Ogni anno milioni di animali in tutto il mondo muoiono a causa degli incendi che scoppiano negli allevamenti intensivi. La mancanza di adeguati sistemi antincendio ed efficienti piani di evacuazione non lascia scampo agli animali rinchiusi.

L’estate è alle porte e per gli animali questo vuol dire un caldo asfissiante. Gli allevamenti intensivi sono luoghi sovraffollati, poco aerati, chiusi e soffocanti, in cui gli animali faticano a muoversi perché hanno poco spazio a disposizione, e dove il caldo non fa altro che esacerbare una situazione già di per sé insopportabile.  

Ma che sia estate o inverno, gli incendi nei capannoni lasciano poco scampo agli animali, che molto spesso muoiono perché non trovano vie di fuga. Dall’inizio dell’anno in Italia ci sono stati almeno 9 incendi, ma temiamo ce ne siano stati altri che non sono stati riportati dai media.

Il caso di Brescia e di Mantova: migliaia di uccelli bruciati vivi

Non ultimo quello avvenuto a febbraio di quest’anno in provincia di Brescia che ha portato alla morte di 7 mila pulcini di tacchino. Gli ambienti in cui vivevano gli animali erano riscaldati da stufe alimentate a GPL dalle quali potrebbe essere partita la scintilla che ha innescato l’incendio. 

Nel 2019 ce n’è stato uno ancora più grave: in un allevamento di Castiglione in provincia di Mantova sono morte 80.000 galline sfruttate per la produzione di uova. La causa sarebbe stato un inconveniente tecnico nel nastro trasportatore che raccoglie il letame. 

L’incendio a Romano di Lombardia: coinvolti 800 maiali

Nel tardo pomeriggio del 6 aprile un incendio è divampato in un allevamento intensivo di maiali, probabilmente a causa di un guasto all’impianto fotovoltaico presente sul tetto. In pochi minuti si è diffuso in tutta la struttura di circa 1000 metri quadrati e solo l’intervento dei vigili del fuoco ha permesso di domare le fiamme.

Tutti e 800 gli animali presenti nel capannone sono stati coinvolti e la maggior parte di loro ha presentato ferite e ustioni. Alcuni sono stati uccisi dalle fiamme, altri sono stati abbattuti perché gravemente feriti.

Il nostro team investigativo, venuto a conoscenza dell’incidente, si è recato sul posto per documentare ciò che stava accadendo.

Perché negli allevamenti intensivi scoppiano incendi?

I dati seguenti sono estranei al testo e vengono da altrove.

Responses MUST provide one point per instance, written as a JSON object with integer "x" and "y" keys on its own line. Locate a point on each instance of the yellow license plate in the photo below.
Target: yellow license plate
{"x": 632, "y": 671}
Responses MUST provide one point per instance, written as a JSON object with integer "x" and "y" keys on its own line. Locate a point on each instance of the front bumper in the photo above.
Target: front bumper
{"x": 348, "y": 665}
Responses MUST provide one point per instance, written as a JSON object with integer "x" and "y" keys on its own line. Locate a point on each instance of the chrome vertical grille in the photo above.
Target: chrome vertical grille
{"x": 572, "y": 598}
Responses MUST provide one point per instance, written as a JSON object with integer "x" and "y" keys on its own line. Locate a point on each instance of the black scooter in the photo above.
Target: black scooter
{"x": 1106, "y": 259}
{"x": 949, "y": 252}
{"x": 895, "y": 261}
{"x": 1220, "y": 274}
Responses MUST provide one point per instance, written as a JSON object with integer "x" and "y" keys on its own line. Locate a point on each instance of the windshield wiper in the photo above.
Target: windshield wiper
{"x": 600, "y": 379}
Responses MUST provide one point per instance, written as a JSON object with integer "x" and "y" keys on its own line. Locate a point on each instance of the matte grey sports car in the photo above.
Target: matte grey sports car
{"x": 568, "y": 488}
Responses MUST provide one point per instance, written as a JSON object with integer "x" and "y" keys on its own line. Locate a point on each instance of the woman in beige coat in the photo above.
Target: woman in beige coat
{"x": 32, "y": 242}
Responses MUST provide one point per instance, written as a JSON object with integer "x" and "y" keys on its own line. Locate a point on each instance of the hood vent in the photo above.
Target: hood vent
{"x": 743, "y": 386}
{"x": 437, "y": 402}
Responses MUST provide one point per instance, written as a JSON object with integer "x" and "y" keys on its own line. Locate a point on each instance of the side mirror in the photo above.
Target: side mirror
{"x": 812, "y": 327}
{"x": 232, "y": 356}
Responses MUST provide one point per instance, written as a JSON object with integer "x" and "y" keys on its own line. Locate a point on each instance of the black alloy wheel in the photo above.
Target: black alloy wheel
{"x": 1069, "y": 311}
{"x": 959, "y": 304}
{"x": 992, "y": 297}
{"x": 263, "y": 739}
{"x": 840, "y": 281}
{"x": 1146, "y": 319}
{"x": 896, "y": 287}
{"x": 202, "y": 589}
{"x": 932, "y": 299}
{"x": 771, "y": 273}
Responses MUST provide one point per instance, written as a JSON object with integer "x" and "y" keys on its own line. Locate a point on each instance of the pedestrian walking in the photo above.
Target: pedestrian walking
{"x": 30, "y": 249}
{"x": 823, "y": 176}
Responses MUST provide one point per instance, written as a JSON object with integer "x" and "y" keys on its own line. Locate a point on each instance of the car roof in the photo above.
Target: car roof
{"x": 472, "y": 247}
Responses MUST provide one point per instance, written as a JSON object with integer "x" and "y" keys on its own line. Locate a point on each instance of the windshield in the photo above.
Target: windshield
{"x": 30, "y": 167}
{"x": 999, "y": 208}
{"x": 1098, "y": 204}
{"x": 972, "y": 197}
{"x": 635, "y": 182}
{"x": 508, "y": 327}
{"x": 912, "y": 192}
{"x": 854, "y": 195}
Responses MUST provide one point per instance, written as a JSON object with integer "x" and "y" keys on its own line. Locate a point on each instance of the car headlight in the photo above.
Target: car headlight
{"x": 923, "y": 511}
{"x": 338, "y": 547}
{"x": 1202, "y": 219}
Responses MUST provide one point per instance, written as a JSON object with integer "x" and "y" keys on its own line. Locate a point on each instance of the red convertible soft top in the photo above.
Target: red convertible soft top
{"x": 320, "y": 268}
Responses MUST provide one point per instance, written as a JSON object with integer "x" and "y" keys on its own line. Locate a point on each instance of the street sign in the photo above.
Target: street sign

Purtroppo non sempre è così facile chiarire quali siano i motivi dietro agli incendi, ma un report della no-profit statunitense Animal Welfare Institute, pubblicato nel 2018, ha messo in luce alcune delle principali ragioni per cui si verificano.

L’organizzazione ha analizzato i dati disponibili dal 2013 al 2017 e ha stabilito che la causa principale — nei casi in cui poteva essere determinata — è stato un uso improprio o un malfunzionamento dei dispositivi di riscaldamento elettrici e a seguire di altri dispositivi elettrici. In inverno infatti, secondo il report, gli incendi sono più frequenti che nel resto dell’anno, proprio a causa dell’utilizzo di stufe.  

Gli incendi però non si fermano mai, neanche in primavera. Ecco qualche esempio: ad aprile il tetto di un allevamento avicolo in provincia di Padova è andato a fuoco e 4000 polli sono morti. A maggio, in provincia di Cremona, un violento incendio partito dall’impianto fotovoltaico di un allevamento ha ucciso migliaia di galline ovaiole. A giugno, in provincia di Verona un fienile è andato in fiamme, ma questa volta per fortuna tutte le 500 mucche presenti nella stalla adiacente sono state salvate. 

La soluzione è chiudere gli allevamenti intensivi

Durante un incidente in un allevamento intensivo non esiste un piano di evacuazione per gli animali costretti a vivere nei capannoni e questo li porta ad essere due volte vittime di un sistema che prima di pensare alla loro sicurezza guarda al profitto.

Soprattutto non dobbiamo dimenticare che stiamo parlando di animali il cui destino è già stato segnato dalla nascita: anche quando si salvano da un incendio, la loro vita è comunque destinata a finire in un macello. Questo vuol dire che per salvare veramente questi animali l’unica soluzione è smettere di allevarli.